For more than three decades, Meals on Wheels has never strayed from its mission of making certain no senior living in Catoosa County goes hungry.

But whether today, when more than 90 meals are delivered each weekday, or in its earliest years when fewer than 17 clients were served, this program has always been as much about fellowship as about food.

"People are definitely ready for us," said Shelia Anderson, a Meals on Wheels driver who delivers meals to 31 individuals in the Lakeview-Fort Oglethorpe area. "I have one little lady that has everything laid out on her table and is ready to eat when I arrive."

And it is not only shut-ins that partake of this daily offering.

While nearly 100 have meals delivered each day, 40-50 dine at the Benton Place Campus.

Marcia Tucker, manager of the nutrition program based in the Catoosa Senior Center on the Benton Place Campus, said it is only a lack of funding that restricts the number of home-delivered meals.

"We can serve more if they can come to the center," Tucker said. "Several use Trans-Aid [the county's free transportation service] to visit every day."

The senior nutrition program that includes home-delivered Meals On Wheels, is a partnership between individuals, volunteers, Coosa Valley Regional Services and Development Corp., Area Agency on Aging of Northwest Georgia, federal, state and county governments.

This program that involves a lot of partners makes a lot of positive impact on many lives.

"It is rewarding to see seniors come in and feel like they belong somewhere," said Stacey Holbrook, executive director of Coosa Valley RSDC.

She served as nutrition site director in Rockmart for a dozen years before assuming her current position in October 2011, and said she loved the daily contact with the these seniors who were more like aunts, uncles, parents or grandparents than clients.

"I loved it," she said. "The hardest part [of my new job] was leaving them. They were like my family."

And just as the senior centers provide more than a meal, drivers do more than deliver food. They keeps tabs on the well-being of and provide a daily source of social contact for those who otherwise would spend their days alone.

How many are served?

*Currently served by Meals on Wheels: 91

*Seniors 60 or older on the waiting list: 61

*Meals served daily at the nutrition center dining room: 40-50

-Source: Coosa Valley RSDC

Holbrook said some see Meals on Wheels as providing both the bread of life and life itself.

"Over the years, several-over have told me the program saved their lives, it gave them a meaning to live," she said.

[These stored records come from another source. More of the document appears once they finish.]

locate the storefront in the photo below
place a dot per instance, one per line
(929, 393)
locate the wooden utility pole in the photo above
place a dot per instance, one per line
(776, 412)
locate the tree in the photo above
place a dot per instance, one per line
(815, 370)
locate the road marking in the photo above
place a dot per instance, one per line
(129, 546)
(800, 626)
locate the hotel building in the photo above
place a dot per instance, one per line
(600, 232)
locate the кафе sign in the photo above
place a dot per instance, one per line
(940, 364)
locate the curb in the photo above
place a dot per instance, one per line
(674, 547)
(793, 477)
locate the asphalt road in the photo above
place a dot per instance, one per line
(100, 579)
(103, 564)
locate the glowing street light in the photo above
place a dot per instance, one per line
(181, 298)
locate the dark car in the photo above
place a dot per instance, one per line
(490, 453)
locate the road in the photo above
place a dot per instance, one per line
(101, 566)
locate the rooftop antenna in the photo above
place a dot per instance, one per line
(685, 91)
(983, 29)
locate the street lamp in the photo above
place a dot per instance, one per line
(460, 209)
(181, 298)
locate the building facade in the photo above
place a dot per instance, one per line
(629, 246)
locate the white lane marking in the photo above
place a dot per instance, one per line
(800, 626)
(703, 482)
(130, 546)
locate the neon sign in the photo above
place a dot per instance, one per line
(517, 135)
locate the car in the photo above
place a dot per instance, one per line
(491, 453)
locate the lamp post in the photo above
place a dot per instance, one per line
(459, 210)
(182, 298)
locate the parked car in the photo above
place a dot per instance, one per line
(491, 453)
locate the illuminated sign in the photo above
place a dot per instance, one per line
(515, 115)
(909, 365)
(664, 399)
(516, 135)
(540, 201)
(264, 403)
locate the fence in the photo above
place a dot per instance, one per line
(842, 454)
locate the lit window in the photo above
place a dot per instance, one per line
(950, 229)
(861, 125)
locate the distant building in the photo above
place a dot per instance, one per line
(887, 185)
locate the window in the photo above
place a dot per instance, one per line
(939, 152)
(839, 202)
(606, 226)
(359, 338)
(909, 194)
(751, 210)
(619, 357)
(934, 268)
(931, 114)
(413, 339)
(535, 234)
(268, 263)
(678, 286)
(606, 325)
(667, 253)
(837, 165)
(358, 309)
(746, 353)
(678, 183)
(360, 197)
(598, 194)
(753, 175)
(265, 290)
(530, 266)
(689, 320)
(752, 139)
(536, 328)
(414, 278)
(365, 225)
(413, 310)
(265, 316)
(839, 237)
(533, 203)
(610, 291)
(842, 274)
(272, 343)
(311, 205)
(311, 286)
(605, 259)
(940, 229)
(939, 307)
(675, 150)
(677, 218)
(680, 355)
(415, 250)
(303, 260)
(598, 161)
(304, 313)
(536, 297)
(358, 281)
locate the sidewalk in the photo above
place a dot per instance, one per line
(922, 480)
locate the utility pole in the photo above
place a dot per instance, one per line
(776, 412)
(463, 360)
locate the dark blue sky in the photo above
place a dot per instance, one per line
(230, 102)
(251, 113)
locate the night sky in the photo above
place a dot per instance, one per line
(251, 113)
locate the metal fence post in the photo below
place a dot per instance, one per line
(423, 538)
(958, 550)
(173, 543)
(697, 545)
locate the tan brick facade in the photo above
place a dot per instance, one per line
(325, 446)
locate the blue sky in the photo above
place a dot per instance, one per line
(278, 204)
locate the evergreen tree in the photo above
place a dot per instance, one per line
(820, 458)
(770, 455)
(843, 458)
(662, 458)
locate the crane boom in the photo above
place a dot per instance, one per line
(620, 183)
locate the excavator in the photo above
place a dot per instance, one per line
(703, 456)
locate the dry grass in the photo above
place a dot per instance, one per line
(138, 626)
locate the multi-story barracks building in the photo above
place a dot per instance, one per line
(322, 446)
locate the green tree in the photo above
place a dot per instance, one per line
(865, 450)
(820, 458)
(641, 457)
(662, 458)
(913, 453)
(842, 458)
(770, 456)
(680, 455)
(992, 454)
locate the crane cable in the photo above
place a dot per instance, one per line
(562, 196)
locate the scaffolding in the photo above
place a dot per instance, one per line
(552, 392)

Statistics provided by the Georgia Department of Community Health estimate that participating in the nutrition program helps seniors continue living at home for about three and a half years longer than otherwise.

That adds up to a lot of savings, since the Meals on Wheels cost per person is about $1,500 a year compared to a nursing home's annual cost of about $26,552.

"This offers them freedom," Holbrook said.